Ce qui intrigue les enquêteurs, c’est l’absence de trace de freinage au sol et le témoignage des conducteurs du poids lourd, qui disent avoir vu arriver un véhicule à très grande vitesse. Samir, pourtant jure avoir freiné : « Moi je l’ai vu s’arrêter net, quand on m’a dit 85 km/h je n’y ai pas cru.

— La difficulté, Monsieur, c’est que ce poids lourd roule à 85 km/h, comment est-ce qu’on explique que vous ne le voyez pas ?

— J’ai freiné, mais quand j’ai regardé mes rétros pour me rabattre, c’était trop tard.

— On ne voit pas grand-chose du freinage.

— Pourtant, j’étais debout sur la pédale.

— Le conducteur du poids lourd dit qu’il vous a vu arriver à vive allure.

— Je mets toujours le régulateur.

— Est-ce que vous avez pu avoir un moment d’inattention ?

— Non.

— Rien n’a pu vous distraire ?

— Le véhicule a commencé à freiner, je l’ai senti.

— Il n’y a pas de trace de frein. C’est votre sensation. »

Un rapport d’expertise sur l’accident va retenir une vitesse de 135 km/h au moment du freinage, 130 km/h au moment du choc. Il formule l’hypothèse d’un moment d’inattention du conducteur de la camionnette.
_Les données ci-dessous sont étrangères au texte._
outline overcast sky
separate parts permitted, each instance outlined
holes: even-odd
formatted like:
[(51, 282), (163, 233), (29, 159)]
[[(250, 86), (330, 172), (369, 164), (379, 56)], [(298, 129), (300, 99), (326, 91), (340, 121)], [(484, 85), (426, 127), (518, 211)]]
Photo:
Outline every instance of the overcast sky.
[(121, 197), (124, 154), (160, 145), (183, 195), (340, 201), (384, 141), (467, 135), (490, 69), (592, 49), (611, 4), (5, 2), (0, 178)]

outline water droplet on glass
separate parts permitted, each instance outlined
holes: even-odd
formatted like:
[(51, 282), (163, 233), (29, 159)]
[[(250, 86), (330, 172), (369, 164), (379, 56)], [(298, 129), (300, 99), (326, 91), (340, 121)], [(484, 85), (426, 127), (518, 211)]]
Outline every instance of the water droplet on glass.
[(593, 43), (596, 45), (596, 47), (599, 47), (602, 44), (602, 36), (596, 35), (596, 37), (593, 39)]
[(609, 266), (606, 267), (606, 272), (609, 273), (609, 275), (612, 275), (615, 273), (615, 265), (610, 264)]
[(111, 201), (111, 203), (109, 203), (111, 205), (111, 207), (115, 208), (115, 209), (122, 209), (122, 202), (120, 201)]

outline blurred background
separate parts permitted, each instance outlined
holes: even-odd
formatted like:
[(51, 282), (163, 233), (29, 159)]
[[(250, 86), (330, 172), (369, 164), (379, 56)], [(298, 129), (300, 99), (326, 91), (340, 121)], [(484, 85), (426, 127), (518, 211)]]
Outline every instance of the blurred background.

Samir a passé six mois à l’hôpital, puis en centre de rééducation. « Je suis sorti du bloc il y a encore trois jours, pour une opération de la hanche », témoigne-t-il. Il n’a jamais repris le travail. Il s’est séparé de sa compagne peu après, alors qu’ils avaient un enfant en bas âge. Depuis, il vit chez ses parents. Son père a dit aux enquêteurs que Samir n’avait jamais eu d’accident auparavant, et qu’il aimait beaucoup Gary. « On s’entendait super bien, on se voyait en dehors du travail. Ce n’était pas un collègue, c’était un ami. » La présidente lui demande quelles ont été les conséquences psychologiques, pour lui. Gary ne peut se retenir de pleurer : « J’y pense tout le temps, c’est très très dur, ce ne sera plus jamais comme avant. Je tenais à m’excuser auprès de tout le monde », le reste est rendu inaudible par les pleurs.

« Embrasse ma fille »

Ils travaillaient ensemble depuis plus d’un an. Ce jour-là,  ils rentraient au dépôt de Senlis pour aller chercher du matériel pour l’après-midi.
L’avocate de la partie civile intervient : « Ce n’est pas au dossier, mais votre femme a dit à mes clients que vous veniez de lui envoyer un message. Étiez-vous oui ou non au téléphone ?

— Après l’impact, j’ai envoyé un message à ma femme lui disant ‘embrasse ma fille’. J’ai toute de suite pensé à ma fille. Je ne sentais plus mes jambes. »

Il plaide : « Cette audience vient nous rappeler à tous que la vie peut basculer en un instant. C’est difficile pour les parties civiles d’entendre une sorte de minimisation des faits alors que c’est lui qui a provoqué l’accident et le décès de Monsieur. Le procès constitue aussi leur réparation. Je n’ai aucune demande d’indemnisation à formuler, toutes les parties civiles ont été indemnisées par l’assurance. »

La procureure requiert : « Y a-t-il une violation manifestement délibérée à une obligation de sécurité ? Je pense que oui, pour plusieurs raisons. Il aurait dû ralentir au vu de la densité du trafic et du rétrécissement. » Elle s’appuie sur les témoignages des camionneurs et l’expertise, pour demander un an de prison avec sursis.

L’avocat de la défense plaide enfin : « C’est une tragédie qui a endeuillé une famille. Il n’y a pas de doute qu’il y a une culpabilité, l’infraction est constituée. » Homicide involontaire par conducteur d’un véhicule terrestre à moteur, oui. Violation manifestement délibérée d’une obligation de sécurité et de prudence, non. Pour l’avocat, l’expertise n’est pas fiable, et le témoignage insuffisant.

Pas un mot n’a été prononcé par la famille de Gary, ils sont simplement venus écouter. Samir, lui, a fait demi-tour sur son fauteuil et a montré au public un visage ruisselant de larmes.

Vingt et un jour après l’audience, la décision est tombée : six mois de prison avec sursis, pour l’intégralité des faits reprochés.